(Advent 3A) The wilderness and the dry land shall be glad, the desert shall rejoice and blossom; like the crocus 2it shall blossom abundantly, and rejoice with joy and singing. The glory of Lebanon shall be given to it, the majesty of Carmel and Sharon. They shall see the glory of the Lord, the majesty of our God. 3Strengthen the weak hands, and make firm the feeble knees. 4Say to those who are of a fearful heart, “Be strong, do not fear! Here is your God. He will come with vengeance, with terrible recompense. He will come and save you.” 5Then the eyes of the blind shall be opened, and the ears of the deaf unstopped; 6then the lame shall leap like a deer, and the tongue of the speechless sing for joy. For waters shall break forth in the wilderness, and streams in the desert; 7the burning sand shall become a pool, and the thirsty ground springs of water; the haunt of jackals shall become a swamp, the grass shall become reeds and rushes. 8A highway shall be there, and it shall be called the Holy Way; the unclean shall not travel on it, but it shall be for God’s people; no traveler, not even fools, shall go astray. 9No lion shall be there, nor shall any ravenous beast come up on it; they shall not be found there, but the redeemed shall walk there.10And the ransomed of the Lord shall return, and come to Zion with singing; everlasting joy shall be upon their heads; they shall obtain joy and gladness, and sorrow and sighing shall flee away. (Isaiah 35: 1-10)
So, this is probably the Scripture that conjures up that somewhat unreachable and perhaps inaccessible utopian paradise. But it’s not inaccessible. The whole idea is that it WILL come to be. And Advent reminds us to look for that day, to imagine it into being. It is a tension in which we live every day of our lives. We want it, we imagine it, and, on a good day, we believe it will happen. And then we turn on the TV. But it is a holy tension, a liminality, if you will, betwixt and between the turmoil and grit of our lives and the promise that we believe.
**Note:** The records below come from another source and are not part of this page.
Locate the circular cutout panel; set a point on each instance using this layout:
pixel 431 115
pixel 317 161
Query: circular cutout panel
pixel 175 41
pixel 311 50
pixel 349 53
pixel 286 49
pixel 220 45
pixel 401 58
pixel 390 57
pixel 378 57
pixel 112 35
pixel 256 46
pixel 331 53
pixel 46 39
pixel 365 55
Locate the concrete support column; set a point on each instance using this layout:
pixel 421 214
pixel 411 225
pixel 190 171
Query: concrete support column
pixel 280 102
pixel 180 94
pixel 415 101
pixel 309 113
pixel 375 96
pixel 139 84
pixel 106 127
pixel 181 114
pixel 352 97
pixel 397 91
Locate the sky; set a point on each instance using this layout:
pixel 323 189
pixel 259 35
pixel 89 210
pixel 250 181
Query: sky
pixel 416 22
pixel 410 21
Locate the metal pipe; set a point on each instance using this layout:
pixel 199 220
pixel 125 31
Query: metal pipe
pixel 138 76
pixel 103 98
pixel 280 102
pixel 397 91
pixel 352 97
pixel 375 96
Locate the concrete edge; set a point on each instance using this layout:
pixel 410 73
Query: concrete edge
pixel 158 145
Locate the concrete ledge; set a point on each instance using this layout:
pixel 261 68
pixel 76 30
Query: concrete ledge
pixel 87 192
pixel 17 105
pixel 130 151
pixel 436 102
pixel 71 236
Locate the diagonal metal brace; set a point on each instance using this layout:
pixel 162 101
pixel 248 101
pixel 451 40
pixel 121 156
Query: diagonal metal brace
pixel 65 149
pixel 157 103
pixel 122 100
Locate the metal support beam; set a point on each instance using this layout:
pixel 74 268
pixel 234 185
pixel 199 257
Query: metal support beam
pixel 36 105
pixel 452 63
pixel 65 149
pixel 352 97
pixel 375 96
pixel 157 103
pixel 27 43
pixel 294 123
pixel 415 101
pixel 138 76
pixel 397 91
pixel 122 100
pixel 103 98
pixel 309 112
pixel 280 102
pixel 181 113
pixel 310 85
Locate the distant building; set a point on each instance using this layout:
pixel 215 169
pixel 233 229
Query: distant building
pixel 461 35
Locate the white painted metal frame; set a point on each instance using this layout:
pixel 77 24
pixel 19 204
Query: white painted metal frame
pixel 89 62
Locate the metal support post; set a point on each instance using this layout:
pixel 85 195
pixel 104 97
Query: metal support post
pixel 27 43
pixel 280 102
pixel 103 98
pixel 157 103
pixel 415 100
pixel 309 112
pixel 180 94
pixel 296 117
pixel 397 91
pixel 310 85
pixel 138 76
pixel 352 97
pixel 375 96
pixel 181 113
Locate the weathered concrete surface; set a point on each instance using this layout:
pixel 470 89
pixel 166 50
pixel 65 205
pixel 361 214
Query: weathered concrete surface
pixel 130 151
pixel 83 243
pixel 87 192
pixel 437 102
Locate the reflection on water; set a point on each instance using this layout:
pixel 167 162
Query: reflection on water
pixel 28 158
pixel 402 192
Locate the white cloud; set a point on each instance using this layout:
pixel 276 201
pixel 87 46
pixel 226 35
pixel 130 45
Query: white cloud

This is Creation’s repentance. It is Creation turning around and going a different direction. We’re familiar with that. When we talk of our own, it is uncomfortable to launch off into another direction, to begin to travel where GPS is not available and to a place with a story that we are writing as we go. But here we are told that the desert will bloom. The desert—that mass of dry sand that blows in our eyes and clouds our views, the place where we cannot map where we go, the land where water is scarce and sustenance is hard to find—will bloom! The desert will turn and become something new. Blindness will become sight; deafness will become music; the lame will leap and the mute will sing. The waters will flow with thirst-quenching sound and the lost way will become a clear path. Creation will become something new.
So, if Creation can do that, why can’t we? Why can’t we let go of our fears and our preconceptions? Why can’t we become something new? Why can’t we rejoice and bloom? No more excuses. No more delay. This is not some far-removed vision of a pile of sand with a flower. This is what we have been given. And Advent calls us to begin to see its potential. Advent calls us to begin to see our own potential. Have you ever thought that perhaps our faith journey is not about finding God at all but rather finding ourselves? God is here. Whether we feel God or not, God is here. But us? How much faith do you have in yourself? God has faith in you. God created you to do this, to turn, to change, to repent, to bloom. So for what are you waiting? After all, the desert is beginning to bloom.
Here is the God I want to believe in: a Father who, from the beginning of Creation, has stretched out his arms in merciful blessing, never forcing himself on anyone, but always waiting; never letting his arms drop down in despair, but always hoping that his children will return so that he can speak words of love to them and let his tired arms rest on their shoulders. His only desire is to bless. (Henri J.M. Nouwen)
FOR TODAY: How are you being called to bloom?